コイツは、もっと銀次とクロの懐の深さに感謝するべきだな。もちろん、俺にも。
しかし、久しぶりに本気で説教をしてしまったな。
単に話をしに来ただけなのに、まさかこんな事態になるとは…毎度のことながらコイツらには随分と手を焼かせられる。鈴よりよっぽど手が掛かるというものだ。
だが、こういった軽く見過ごしてしまいそうになる物事ほど、後々尾を引いてきたりする。
それを考えれば、これは決して無駄な行為ではないだろう。
実際、テンマの性格を考慮すれば、いつこういった事態に発展してもおかしくなかった。
むしろ、俺が感知しない所でこういった事態を起こすより前に、手遅れになる前に、テンマが自分の失態として経験することが出来たのは暁光と言えるだろう。このことが、今後いい教訓となるはずだ。
「だが、そうだな…今後、こういった機会もそうないだろうから、お前らにはこの際、改めて俺の考えをはっきりと伝えておく」
俺やテンマの楽しむ為という目的の下、半ばノリと勢いで結成したこの鬼灯という組織には、これまでこれといった掟やルールはなかった。
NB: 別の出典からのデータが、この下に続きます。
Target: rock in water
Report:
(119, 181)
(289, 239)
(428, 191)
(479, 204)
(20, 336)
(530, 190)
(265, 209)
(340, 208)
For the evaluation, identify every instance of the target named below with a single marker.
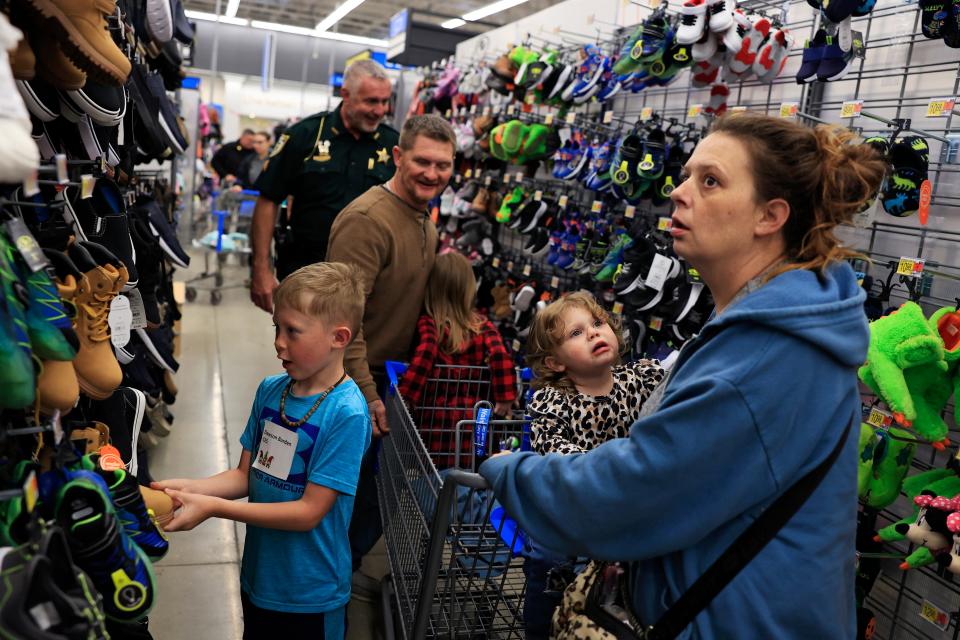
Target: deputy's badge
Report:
(323, 151)
(277, 148)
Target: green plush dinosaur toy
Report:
(885, 457)
(907, 368)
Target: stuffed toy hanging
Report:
(885, 457)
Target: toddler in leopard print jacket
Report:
(584, 397)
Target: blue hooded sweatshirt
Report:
(758, 400)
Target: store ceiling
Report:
(370, 18)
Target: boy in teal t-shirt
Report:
(302, 447)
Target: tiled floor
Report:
(225, 351)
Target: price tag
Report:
(910, 267)
(659, 271)
(879, 418)
(926, 191)
(30, 186)
(31, 491)
(26, 244)
(851, 108)
(120, 320)
(789, 109)
(935, 615)
(940, 107)
(139, 320)
(61, 161)
(86, 185)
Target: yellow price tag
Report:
(788, 109)
(851, 108)
(911, 267)
(940, 107)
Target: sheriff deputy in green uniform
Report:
(324, 162)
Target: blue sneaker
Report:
(119, 569)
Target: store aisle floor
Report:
(225, 351)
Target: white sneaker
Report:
(19, 156)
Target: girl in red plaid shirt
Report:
(451, 332)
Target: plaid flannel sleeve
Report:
(502, 372)
(421, 364)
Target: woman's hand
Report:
(193, 510)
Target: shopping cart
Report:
(454, 554)
(232, 213)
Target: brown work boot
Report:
(22, 61)
(80, 27)
(98, 371)
(55, 67)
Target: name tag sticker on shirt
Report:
(277, 446)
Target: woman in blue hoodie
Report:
(753, 404)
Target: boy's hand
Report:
(378, 414)
(193, 510)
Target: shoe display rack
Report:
(88, 317)
(570, 146)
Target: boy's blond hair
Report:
(548, 333)
(330, 291)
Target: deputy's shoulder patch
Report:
(277, 148)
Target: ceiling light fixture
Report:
(200, 15)
(491, 9)
(337, 14)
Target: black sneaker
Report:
(163, 230)
(123, 413)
しかし、俺はこれから…鬼灯という組織の長として、新たに一つの絶対的な掟を定める。
もしかしたら、これは何のルールも無かった今までと比べると多少窮屈に感じるかもしれない。だが、今後こういった自爆紛いの行き違いを防ぐ為にも、この掟は絶対に必要になってくる。
それに、何もデメリットばかりというわけでもない。組織に一つ、絶対破ってはならないルールがある…その存在は、それだけで行動の意思決定を容易にしてくれる。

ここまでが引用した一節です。